I can't imagine what it must be like to live with a disease like that but after my visits last spring, I have as much frustration for what might have been (or what might yet be).  But greater than that frustration is my sense of empathy for the man.  I'm lucky that I don't have to live with that issue.  It truly is a hellhound on his trail.
Title: Re: Elvie (L.V.) Thomas
Post by: oddenda on December 20, 2014, 07:34:13 PM
Wax -

          I must differ a bit with you as both an academic and a free=lancer. It was the latter (mostly jazz record collectors) who "did" the hard yards regarding all forms of African American vernacular music... and usually Europeans! Academia took way too long to accept the subjects a "worthy" of attention such that they are true Johnny-come-latelies stepping up to the plate very late in the day. The fact that we were dealing with something "Black" and something "popular" hindered any academic action for decades for it is quite elitist in nature.
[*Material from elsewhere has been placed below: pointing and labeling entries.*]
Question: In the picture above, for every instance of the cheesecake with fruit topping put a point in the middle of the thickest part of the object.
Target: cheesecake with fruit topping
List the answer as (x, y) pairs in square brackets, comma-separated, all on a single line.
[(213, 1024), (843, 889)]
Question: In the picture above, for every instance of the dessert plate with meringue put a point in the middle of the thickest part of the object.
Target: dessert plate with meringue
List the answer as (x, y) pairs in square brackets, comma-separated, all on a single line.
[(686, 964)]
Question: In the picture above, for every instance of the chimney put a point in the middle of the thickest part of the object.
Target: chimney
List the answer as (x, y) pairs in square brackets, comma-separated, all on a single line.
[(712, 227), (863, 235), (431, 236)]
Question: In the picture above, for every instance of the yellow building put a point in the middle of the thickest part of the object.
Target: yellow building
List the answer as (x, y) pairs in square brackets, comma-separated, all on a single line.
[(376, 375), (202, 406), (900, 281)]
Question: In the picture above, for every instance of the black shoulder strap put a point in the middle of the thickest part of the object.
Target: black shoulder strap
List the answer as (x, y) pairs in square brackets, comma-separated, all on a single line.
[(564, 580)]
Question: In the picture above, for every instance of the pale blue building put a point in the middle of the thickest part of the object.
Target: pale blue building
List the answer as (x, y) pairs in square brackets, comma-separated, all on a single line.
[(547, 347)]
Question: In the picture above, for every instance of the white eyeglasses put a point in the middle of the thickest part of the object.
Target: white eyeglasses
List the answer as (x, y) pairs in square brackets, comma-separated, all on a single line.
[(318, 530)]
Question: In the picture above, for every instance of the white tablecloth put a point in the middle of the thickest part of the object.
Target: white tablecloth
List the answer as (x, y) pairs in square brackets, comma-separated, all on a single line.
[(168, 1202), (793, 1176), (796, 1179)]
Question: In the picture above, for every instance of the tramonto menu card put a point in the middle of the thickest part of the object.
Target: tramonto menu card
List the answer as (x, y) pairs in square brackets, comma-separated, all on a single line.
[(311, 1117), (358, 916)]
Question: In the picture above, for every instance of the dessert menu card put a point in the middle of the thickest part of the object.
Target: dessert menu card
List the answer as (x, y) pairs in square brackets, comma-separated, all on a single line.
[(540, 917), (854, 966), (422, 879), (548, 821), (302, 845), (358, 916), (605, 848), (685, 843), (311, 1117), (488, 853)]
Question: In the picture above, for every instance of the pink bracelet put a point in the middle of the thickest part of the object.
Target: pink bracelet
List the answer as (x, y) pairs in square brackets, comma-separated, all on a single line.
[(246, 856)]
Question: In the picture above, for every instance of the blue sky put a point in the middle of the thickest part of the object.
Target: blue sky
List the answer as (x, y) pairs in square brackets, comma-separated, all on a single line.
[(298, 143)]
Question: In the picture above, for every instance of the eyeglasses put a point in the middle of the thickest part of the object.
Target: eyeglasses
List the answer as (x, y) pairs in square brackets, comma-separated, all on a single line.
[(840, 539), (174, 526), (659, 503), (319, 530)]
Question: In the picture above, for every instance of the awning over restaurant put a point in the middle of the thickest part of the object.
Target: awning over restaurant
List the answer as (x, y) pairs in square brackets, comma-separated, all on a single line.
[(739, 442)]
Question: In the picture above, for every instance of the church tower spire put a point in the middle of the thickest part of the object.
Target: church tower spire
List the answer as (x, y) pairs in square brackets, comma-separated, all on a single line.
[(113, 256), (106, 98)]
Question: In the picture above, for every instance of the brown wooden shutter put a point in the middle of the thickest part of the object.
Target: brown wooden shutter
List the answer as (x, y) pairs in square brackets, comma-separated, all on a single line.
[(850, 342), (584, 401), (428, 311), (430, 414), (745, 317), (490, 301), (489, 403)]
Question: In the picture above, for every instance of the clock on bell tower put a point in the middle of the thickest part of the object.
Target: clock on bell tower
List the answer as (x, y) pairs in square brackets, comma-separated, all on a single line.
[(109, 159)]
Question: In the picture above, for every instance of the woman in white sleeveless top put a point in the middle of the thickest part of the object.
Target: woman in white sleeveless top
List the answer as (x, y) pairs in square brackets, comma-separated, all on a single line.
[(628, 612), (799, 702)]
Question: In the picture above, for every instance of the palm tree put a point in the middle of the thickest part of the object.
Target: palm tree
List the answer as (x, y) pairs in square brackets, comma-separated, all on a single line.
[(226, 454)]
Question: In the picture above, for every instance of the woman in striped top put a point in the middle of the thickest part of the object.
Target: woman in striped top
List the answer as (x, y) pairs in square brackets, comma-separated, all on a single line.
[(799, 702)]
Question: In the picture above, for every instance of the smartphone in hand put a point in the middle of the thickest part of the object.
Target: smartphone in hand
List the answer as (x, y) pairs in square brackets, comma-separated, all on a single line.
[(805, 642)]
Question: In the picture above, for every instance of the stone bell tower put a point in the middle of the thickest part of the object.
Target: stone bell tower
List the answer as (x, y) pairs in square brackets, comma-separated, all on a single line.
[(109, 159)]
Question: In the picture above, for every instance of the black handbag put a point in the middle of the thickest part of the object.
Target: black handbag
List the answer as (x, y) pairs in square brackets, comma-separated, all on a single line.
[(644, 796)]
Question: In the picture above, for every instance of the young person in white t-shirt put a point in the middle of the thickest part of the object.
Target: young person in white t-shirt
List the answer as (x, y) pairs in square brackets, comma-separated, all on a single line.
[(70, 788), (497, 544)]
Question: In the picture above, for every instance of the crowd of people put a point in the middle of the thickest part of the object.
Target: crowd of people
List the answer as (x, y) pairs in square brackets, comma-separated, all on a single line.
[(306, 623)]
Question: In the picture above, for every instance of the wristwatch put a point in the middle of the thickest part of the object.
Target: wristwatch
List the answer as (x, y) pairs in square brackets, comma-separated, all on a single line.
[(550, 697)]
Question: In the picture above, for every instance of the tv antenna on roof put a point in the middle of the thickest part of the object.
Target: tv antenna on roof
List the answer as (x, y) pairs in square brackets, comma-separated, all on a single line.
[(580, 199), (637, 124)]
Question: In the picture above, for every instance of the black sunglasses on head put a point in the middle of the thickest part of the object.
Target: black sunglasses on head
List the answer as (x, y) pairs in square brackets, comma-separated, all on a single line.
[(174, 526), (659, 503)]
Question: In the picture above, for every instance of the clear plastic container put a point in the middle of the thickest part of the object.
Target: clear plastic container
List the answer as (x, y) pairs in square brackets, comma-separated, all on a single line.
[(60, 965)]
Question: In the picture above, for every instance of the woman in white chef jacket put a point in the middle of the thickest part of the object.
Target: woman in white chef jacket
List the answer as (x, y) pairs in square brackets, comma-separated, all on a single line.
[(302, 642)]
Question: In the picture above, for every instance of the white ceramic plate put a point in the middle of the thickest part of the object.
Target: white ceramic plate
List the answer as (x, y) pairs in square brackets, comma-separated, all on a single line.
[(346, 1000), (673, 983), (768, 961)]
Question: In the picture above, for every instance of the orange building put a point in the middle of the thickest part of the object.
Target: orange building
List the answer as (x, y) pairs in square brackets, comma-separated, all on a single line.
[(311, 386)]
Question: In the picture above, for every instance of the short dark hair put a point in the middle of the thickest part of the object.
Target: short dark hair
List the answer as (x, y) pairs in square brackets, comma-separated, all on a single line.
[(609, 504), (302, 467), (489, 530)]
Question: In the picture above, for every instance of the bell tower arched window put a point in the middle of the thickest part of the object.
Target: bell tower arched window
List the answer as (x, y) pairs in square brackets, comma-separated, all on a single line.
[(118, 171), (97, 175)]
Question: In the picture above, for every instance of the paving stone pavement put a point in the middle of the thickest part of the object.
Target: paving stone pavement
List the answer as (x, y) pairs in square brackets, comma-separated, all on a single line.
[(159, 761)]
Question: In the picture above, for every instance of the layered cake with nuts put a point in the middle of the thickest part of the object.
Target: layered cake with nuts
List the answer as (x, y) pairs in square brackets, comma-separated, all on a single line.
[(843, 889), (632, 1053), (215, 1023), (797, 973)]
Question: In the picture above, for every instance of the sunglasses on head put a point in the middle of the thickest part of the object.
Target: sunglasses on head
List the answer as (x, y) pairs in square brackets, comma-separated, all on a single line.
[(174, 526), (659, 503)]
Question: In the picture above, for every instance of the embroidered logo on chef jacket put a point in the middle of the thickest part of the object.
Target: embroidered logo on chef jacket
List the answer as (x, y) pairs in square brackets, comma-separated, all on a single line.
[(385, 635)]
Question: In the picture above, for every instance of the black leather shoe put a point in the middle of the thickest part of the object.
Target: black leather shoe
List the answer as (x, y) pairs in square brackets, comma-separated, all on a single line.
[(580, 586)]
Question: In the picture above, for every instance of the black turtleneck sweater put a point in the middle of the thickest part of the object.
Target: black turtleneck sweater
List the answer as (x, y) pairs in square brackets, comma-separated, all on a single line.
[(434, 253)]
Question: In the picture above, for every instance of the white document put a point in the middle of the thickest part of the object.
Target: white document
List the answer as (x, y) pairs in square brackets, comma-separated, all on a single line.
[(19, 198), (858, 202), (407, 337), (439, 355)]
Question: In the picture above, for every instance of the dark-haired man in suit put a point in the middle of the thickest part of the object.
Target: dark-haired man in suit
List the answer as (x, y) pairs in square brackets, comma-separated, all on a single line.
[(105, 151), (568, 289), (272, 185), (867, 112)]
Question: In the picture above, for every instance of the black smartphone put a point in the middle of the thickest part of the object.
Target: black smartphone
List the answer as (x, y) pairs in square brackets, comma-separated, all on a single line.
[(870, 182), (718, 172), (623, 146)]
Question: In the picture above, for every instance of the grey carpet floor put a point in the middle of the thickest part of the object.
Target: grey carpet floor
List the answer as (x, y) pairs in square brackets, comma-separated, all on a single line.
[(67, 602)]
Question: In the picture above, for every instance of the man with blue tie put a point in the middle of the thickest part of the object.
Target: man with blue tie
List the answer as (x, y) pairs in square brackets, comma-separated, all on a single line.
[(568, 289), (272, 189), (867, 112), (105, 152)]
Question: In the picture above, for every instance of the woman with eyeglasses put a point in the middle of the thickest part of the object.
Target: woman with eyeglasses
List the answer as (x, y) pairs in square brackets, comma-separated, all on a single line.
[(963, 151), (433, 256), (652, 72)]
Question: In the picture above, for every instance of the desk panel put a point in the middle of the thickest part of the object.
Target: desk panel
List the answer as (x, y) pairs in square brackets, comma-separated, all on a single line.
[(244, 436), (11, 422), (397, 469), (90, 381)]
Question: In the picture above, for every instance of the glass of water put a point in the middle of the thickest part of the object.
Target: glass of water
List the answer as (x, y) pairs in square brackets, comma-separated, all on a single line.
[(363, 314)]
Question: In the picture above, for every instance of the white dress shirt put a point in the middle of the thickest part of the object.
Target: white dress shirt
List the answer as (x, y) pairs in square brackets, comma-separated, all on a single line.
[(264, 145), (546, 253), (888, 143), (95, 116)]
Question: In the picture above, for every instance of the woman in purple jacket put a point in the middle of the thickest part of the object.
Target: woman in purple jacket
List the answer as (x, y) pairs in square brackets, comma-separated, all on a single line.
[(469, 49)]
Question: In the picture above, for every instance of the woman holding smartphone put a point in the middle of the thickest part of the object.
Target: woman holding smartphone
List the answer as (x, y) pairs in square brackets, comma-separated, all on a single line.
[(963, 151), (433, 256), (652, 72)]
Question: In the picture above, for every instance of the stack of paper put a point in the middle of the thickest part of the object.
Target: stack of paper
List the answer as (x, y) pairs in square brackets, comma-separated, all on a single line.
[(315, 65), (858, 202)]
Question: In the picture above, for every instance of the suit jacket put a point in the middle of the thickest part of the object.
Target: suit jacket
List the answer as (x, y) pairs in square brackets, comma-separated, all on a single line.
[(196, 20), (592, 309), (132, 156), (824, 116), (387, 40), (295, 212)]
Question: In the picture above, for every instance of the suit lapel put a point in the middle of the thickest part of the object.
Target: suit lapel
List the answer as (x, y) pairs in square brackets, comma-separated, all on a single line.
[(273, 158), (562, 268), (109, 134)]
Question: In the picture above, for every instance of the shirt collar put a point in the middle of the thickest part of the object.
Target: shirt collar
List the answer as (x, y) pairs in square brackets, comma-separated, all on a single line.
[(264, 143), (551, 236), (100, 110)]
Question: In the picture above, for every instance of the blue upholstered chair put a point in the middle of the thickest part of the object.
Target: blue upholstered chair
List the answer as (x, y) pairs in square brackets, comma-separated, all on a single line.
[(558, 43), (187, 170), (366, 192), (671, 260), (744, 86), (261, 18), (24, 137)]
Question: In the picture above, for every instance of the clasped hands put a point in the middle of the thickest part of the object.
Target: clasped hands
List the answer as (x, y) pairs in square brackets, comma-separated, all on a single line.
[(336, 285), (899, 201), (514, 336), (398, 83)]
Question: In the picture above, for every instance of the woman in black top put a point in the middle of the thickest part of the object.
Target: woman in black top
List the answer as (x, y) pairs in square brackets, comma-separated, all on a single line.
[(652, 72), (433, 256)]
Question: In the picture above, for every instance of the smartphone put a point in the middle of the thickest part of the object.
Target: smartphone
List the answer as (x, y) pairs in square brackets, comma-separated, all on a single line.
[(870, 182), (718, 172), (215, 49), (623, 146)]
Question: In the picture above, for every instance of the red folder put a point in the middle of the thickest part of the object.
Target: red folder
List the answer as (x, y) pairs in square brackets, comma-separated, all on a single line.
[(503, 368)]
          Without the free-lancers we would know near to bupkis about this music and the people who made it. Academia is last in line for "discoveries" and actually too late to get their feet truly wet. Without the Axel K?stners, the George Mitchells, the Bruce Bastins, the Nick Perls and the NY Blues Mafia, the Peter Guralnicks, the Jacques Dem?tres, the Roger Browns... the list goes on and on, we would be looking at a nearly blank wall without their efforts.

          Today, there are some folks in academia, some folks in state agencies (still way to few of those - each state should have one) who have taken on some of the burden, but much of that is theoretical approaches (not that there's anything wrong with that!) rather than the boots-on-the- ground knocking-on-doors hard yakka. The internet has made some things easier as well as some more difficult. Dealing with PEOPLE and not just stats is that way.

          People like Mack (and dare I saw it... myself) have beavered away for decades with little to no interest from the outside world. Some of the people we've dealt with were appreciative of our interests and often amazed that any White folks gave a damn! It was a long and difficult decade for myself and I cannot imagine what it was like for Mack who began decades before I did. This forum is nice, if a bit self-centered and blindered, but it is not representative of the real world out there. My decade's worth of field work (recordings, photographs, interviews, various forms of paper-work in the SE) sits moldering away in a storage space in NJ [with my tapes copied in the LofC]. At seventy three (and counting) I fully expect that this will not change and that my son will try and do the right thing about my "stuff" (his mother would chuck it in the bin a.s.a.p.!) when I cark it. It's just a fact of life that the large majority could care less about what folks like Mack or I have done as our life's work. Sad, but true.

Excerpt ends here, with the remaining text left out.